Mr MacAskill insisted the new limit would send a “clear message” to drivers who continue to ignore warnings that there is never an excuse for being over the limit.
He said about one in ten deaths on the roads involved drink drivers, who were three times more likely to be involved in a fatal car crash.
The announcement was backed by the Royal Society for the Prevention of Accidents and Chief Superintendent Iain Murray, head of road policing, who said: “There is no such thing as a ‘safe’ drink-drive limit.”
George Goldie, vice-president of the Institute of Advanced Motorists, said: I think it (lowering the limit) will increase the income for the local authorities and police, whoever gets the fines, but I do not think it will improve road safety.

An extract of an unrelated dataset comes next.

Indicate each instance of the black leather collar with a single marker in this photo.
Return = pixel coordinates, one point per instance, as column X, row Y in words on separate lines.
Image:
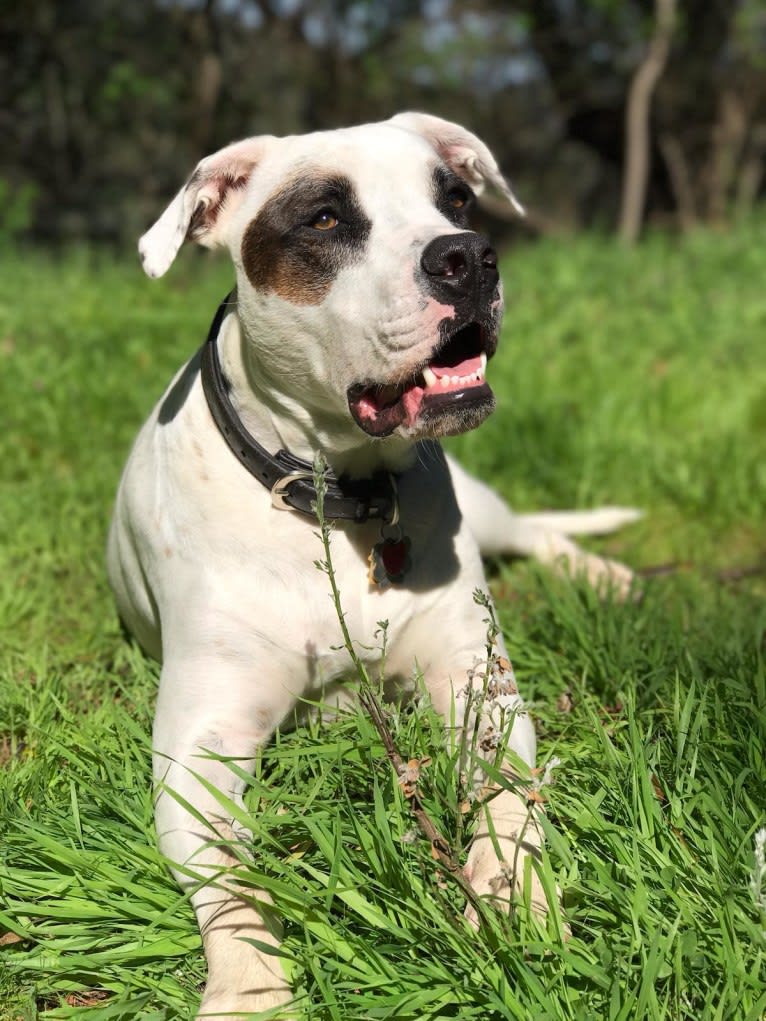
column 289, row 479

“One in ten accidents are caused by drink driving, we have very few statistics, if any, to show how many accidents are caused by people who are marginally over the limit.
“Most accidents are caused by people who are blatantly blitzed.”
Tory transport spokesman Alex Johnstone, a north-east MSP, said the police should be targeting people who were three, four or even five times the legal limit.
“But with this move, the risk is police will stop chasing maniacs on a Saturday night who are inebriated behind the wheel, and instead target young mothers in supermarket car parks on Sunday mornings,” he added.
But Dave Thompson, SNP MSP for Skye, Lochaber and Badenoch, claimed it was “nonsense” to argue that the new limit would criminalise otherwise law abiding people.
“No one will be at risk of being criminalised if they separate drinking and driving,” he added.